Nadeau Marie-Eve, Kaartinen M Johanna, Laguë Marie-Noëlle, Paquet Marilène, Huneault Louis M, Boerboom Derek
Department of Clinical Sciences, College of Veterinary Medicine, University of Montréal, St Hyacinthe, Québec, Canada.

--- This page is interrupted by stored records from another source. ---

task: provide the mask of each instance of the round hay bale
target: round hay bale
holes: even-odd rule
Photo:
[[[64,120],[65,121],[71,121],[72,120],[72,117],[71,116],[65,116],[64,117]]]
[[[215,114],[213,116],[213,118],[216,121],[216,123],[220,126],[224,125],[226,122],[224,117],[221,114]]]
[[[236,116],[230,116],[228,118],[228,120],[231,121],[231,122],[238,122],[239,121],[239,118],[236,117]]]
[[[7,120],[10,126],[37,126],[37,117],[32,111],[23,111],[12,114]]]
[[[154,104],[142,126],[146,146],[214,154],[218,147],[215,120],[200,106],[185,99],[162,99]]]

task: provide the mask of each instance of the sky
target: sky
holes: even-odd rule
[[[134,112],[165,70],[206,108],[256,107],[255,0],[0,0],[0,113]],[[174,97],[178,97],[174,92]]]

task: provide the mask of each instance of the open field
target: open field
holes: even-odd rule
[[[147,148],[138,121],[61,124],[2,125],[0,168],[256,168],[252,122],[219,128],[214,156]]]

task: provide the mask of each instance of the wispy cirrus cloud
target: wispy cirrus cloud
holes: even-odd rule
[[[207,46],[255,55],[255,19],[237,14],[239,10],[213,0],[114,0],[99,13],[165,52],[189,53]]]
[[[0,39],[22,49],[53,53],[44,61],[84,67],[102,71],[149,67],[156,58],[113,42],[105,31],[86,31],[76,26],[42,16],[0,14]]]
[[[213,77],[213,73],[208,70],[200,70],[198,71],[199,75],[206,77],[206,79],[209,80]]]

Comp Med. 2009 Dec;59(6):553-6.
We recently described a genetically engineered mouse model that develops ovarian granulosa cell tumors (GCTs) that mimic many aspects of the advanced human disease, including distant dissemination. However, because the primary tumors killed their hosts before metastases were able to form, the use of these mice to study metastatic disease required the development of a simple, reliable, and humane surgical protocol for the excision of large GCTs from debilitated mice. Here we describe a protocol involving multimodal anesthesia, tumor removal through ventral midline celiotomy and perioperative fluid therapy, and analgesia that led to the postoperative survival of more than 90% of mice, despite the removal of tumors representing as much as 10% of the animal's body weight. Intraabdominal recurrence of the GCT did not occur in surviving animals, but most developed pulmonary or adrenal metastases (or both) by 12 wk after surgery. We propose that this mouse model of metastatic GCT will serve as a useful preclinical model for the development of novel treatment modalities and diagnostic techniques. Furthermore, our results delineate anesthetic and surgical principles for the removal of large abdominal tumors from mice that will be applicable to other models of human cancers.
我们最近描述了一种基因工程小鼠模型,该模型会发展出卵巢颗粒细胞瘤(GCT),其模仿了晚期人类疾病的许多方面,包括远处转移。然而,由于原发性肿瘤在转移灶形成之前就杀死了宿主,因此使用这些小鼠来研究转移性疾病需要开发一种简单、可靠且人道的手术方案,用于从虚弱的小鼠身上切除大型GCT。在此,我们描述了一种方案,该方案涉及多模式麻醉、通过腹正中剖腹术切除肿瘤以及围手术期液体治疗和镇痛,尽管切除的肿瘤重达动物体重的10%,但仍使超过90%的小鼠术后存活。存活的动物未出现GCT腹腔内复发,但大多数在手术后12周时出现了肺部或肾上腺转移(或两者皆有)。我们认为,这种转移性GCT小鼠模型将作为开发新型治疗方法和诊断技术的有用临床前模型。此外,我们的结果阐明了从小鼠身上切除大型腹部肿瘤的麻醉和手术原则,这些原则将适用于其他人类癌症模型。